From this point on, citizens of the USA should be required to wear kapok lifevests 24/7/365, just in case.
At birth, citizens should immediately be wrapped in 18 inches of foam from head to toe, just in case. However, the foam must be manufactured without releasing any undue amount of VOCs into the air, preferably by elves.
Because the economy and stability of the greatest country the world has ever seen should not be in a position where one big natural disaster effecting one area should screw it all up.
Oh, and did I mention, we need to do all this without building anymore oil refineries, nuclear power plants, pipelines, coal fired power plants? Without generating any waste? Without spoiling anybody's view? Without big bad business gov't contractors? Without a single eeeevil cor-por-a-shun? Without anyone in sight making more than MW, which, by the way, should be much, much higher?

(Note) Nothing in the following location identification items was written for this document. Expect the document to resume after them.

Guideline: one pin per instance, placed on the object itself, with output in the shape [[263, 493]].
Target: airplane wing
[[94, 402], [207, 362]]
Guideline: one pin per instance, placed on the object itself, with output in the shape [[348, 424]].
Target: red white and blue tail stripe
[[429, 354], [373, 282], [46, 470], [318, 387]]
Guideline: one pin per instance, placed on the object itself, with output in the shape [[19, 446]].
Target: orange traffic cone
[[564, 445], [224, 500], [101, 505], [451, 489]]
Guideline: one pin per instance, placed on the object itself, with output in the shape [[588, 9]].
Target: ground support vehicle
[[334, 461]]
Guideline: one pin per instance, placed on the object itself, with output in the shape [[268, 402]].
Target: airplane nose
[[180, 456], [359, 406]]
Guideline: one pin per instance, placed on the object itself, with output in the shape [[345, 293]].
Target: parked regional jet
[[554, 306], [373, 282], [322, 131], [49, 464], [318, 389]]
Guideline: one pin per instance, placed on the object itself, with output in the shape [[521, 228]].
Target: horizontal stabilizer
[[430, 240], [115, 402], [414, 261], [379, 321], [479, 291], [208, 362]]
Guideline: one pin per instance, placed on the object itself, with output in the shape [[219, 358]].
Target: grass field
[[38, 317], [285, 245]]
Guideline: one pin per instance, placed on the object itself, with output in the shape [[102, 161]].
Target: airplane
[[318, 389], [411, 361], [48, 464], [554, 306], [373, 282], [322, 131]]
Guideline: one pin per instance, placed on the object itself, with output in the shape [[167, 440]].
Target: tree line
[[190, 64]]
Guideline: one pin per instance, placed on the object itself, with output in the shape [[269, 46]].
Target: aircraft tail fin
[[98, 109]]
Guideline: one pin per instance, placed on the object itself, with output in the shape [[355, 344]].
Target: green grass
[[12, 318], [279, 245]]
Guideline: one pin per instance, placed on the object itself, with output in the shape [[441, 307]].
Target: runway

How? Not my problem. FOrget the math, and try 'solar.' But, don't block anybody's view while you're at it, and don't put it in space, and, well, just do it.
Or Hydrogen? We'll go to the Hydrogen store, and buy some.
WIND! Hey, how about wind! Just...keep your damn windmills away from Teddy's Cape Cod retreat.
We so deserve what we're about to get. With any luck, it culls the herd.